WestJet contre-attaque

Dans la foulée, WestJet a annoncé qu'elle lancera, dans les prochains mois, sa propre compagnie de vols à très bas tarifs, distincte de la marque WestJet. «L'industrie évolue et il y aura de plus en plus de concurrents dans ce segment au cours des prochaines années, alors pourquoi attendre ?» explique Richard Bartrem, vice-président marketing et communications à WestJet.

La compagnie accroîtra la capacité de ses Boeing 737-800, qui passeront de 168 à 189 sièges. Les passagers auront donc un peu moins d'espace. Le prix de base des billets sera peu élevé, mais des frais s'ajouteront pour certains services, comme les bagages, ou pour l'achat d'aliments et de boissons en cabine. «Pour ces raisons, nous souhaitons lancer une marque vraiment distincte de WestJet, précise M. Bartrem. Nous ne voulons pas qu'il y ait de confusion entre les deux services. Nous ferons aussi de la pédagogie pour expliquer aux Canadiens ce qu'ils peuvent s'attendre à obtenir comme services dans un vol à très bas tarif, car cela n'existe pas encore beaucoup au Canada.»

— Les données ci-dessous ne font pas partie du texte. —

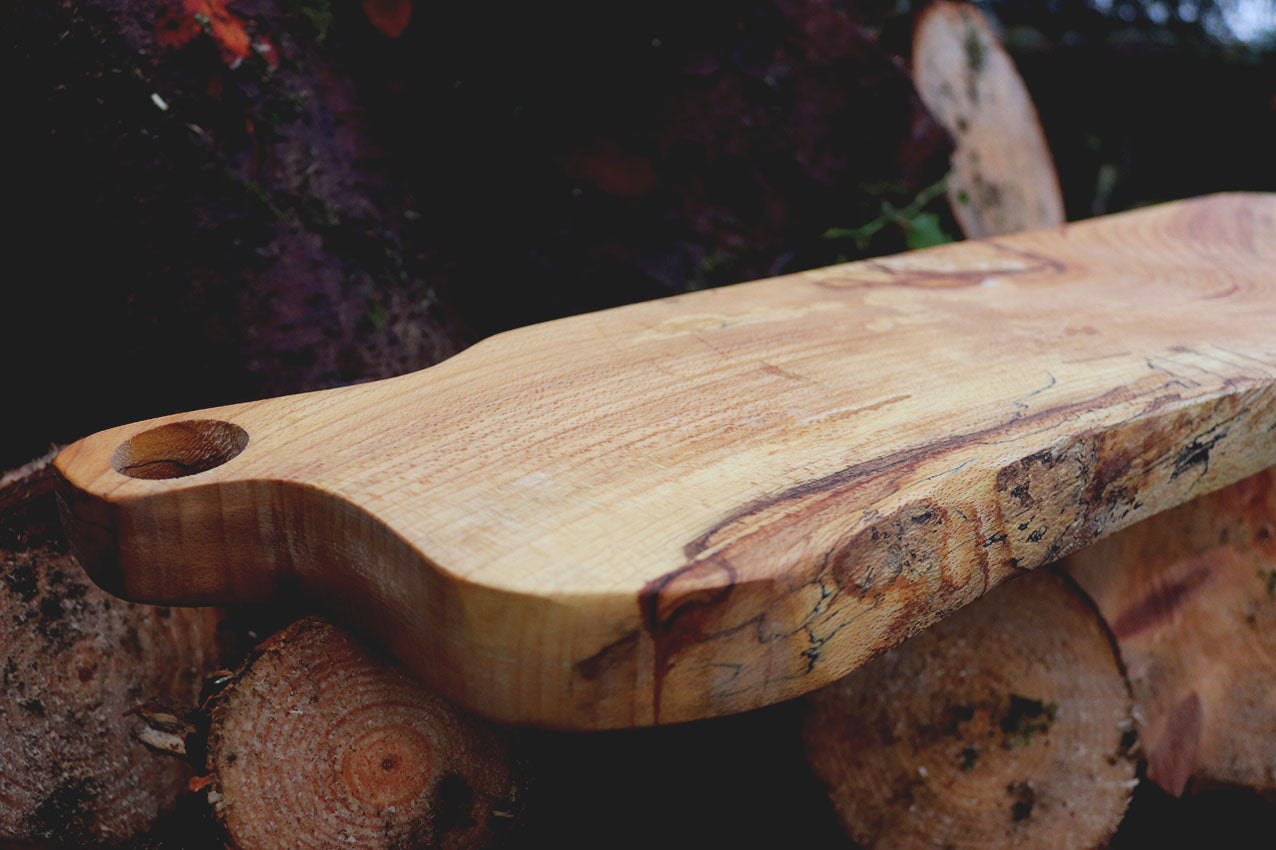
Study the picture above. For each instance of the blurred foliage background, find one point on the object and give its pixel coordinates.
(291, 199)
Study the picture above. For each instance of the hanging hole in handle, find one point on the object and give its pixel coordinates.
(179, 449)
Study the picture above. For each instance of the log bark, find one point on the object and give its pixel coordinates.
(74, 661)
(1191, 596)
(1006, 725)
(317, 742)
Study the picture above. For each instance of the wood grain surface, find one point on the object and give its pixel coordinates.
(1003, 176)
(719, 500)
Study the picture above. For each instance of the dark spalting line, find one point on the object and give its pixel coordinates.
(1159, 604)
(591, 668)
(1197, 453)
(685, 624)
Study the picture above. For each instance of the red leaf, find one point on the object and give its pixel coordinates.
(389, 15)
(188, 18)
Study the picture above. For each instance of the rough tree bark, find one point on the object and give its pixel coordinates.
(74, 661)
(1191, 596)
(1006, 725)
(317, 742)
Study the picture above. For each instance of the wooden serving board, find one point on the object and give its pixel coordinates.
(719, 500)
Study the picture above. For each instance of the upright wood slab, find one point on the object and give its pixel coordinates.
(713, 502)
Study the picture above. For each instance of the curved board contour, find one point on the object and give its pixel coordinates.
(719, 500)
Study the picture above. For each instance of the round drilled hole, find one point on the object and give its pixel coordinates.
(179, 449)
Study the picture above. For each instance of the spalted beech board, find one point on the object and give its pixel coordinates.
(712, 502)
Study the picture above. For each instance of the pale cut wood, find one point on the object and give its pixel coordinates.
(1007, 725)
(73, 661)
(713, 502)
(1003, 176)
(1191, 596)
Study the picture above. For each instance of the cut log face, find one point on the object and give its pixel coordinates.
(74, 661)
(318, 743)
(1191, 596)
(1006, 725)
(1003, 176)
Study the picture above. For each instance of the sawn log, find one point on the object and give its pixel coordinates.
(712, 502)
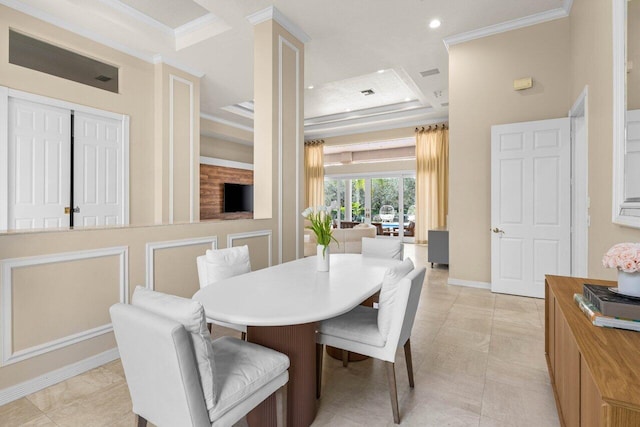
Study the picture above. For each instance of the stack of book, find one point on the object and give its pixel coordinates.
(609, 309)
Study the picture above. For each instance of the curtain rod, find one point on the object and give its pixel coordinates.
(433, 127)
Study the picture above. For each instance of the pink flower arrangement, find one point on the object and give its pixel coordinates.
(623, 256)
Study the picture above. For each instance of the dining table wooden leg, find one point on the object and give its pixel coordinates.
(298, 342)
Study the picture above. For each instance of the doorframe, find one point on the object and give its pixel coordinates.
(5, 94)
(580, 219)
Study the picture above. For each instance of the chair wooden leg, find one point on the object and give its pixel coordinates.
(407, 357)
(319, 356)
(393, 390)
(281, 406)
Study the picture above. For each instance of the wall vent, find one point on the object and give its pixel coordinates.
(430, 72)
(39, 55)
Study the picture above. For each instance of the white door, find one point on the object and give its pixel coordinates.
(98, 186)
(38, 165)
(530, 205)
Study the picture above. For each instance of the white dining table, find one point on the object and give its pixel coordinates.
(281, 306)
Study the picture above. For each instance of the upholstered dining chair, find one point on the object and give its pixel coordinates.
(219, 264)
(382, 248)
(177, 376)
(378, 332)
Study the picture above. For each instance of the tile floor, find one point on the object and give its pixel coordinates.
(478, 361)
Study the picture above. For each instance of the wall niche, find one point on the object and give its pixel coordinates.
(212, 180)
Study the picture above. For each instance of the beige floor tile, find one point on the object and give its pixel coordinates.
(102, 409)
(519, 406)
(510, 329)
(528, 319)
(73, 389)
(18, 413)
(41, 421)
(478, 360)
(519, 351)
(452, 387)
(515, 303)
(475, 300)
(481, 325)
(516, 374)
(452, 358)
(462, 338)
(436, 413)
(115, 367)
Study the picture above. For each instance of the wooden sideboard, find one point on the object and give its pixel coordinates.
(595, 371)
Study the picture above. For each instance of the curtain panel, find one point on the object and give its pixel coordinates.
(314, 172)
(432, 179)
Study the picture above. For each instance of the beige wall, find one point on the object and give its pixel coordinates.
(221, 149)
(633, 54)
(481, 74)
(54, 299)
(66, 287)
(591, 31)
(278, 132)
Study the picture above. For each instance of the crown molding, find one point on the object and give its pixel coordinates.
(272, 12)
(566, 5)
(195, 25)
(514, 24)
(136, 14)
(225, 122)
(144, 56)
(157, 59)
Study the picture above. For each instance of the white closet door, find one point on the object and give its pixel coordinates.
(38, 165)
(98, 169)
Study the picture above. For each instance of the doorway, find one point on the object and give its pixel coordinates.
(67, 165)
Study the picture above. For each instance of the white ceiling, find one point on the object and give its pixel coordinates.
(349, 41)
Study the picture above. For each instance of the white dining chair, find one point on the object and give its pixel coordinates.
(382, 248)
(177, 376)
(219, 264)
(378, 332)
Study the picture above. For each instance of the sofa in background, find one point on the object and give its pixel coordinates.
(349, 239)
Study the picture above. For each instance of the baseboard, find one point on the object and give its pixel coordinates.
(469, 283)
(23, 389)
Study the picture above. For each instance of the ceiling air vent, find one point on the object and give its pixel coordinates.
(430, 72)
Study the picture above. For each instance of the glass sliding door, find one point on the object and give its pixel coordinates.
(388, 202)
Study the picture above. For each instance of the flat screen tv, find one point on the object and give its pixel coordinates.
(238, 197)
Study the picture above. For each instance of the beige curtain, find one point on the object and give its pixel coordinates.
(314, 173)
(432, 179)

Pour M. Doerksen, il est clair que WestJet réagit à l'arrivée de nouveaux joueurs dans ce segment. «Les vols moins chers au Canada constituent son positionnement traditionnel sur le marché, note l'analyste. Je ne crois pas que cette opération comporte des risques importants, mais se lancer là-dedans tout en augmentant la fréquence de ses vols transatlantiques pourrait s'avérer un peu lourd.»

De son côté, Fadi Chamoun, analyste de BMO Marchés des capitaux, perçoit aussi cette annonce comme un mouvement défensif face aux nouveaux joueurs. «Le risque est modéré, puisque WestJet ne fait qu'augmenter la capacité d'avions qu'elle possède déjà, dit-il. Le risque de cannibaliser sa clientèle actuelle est lui aussi assez faible.»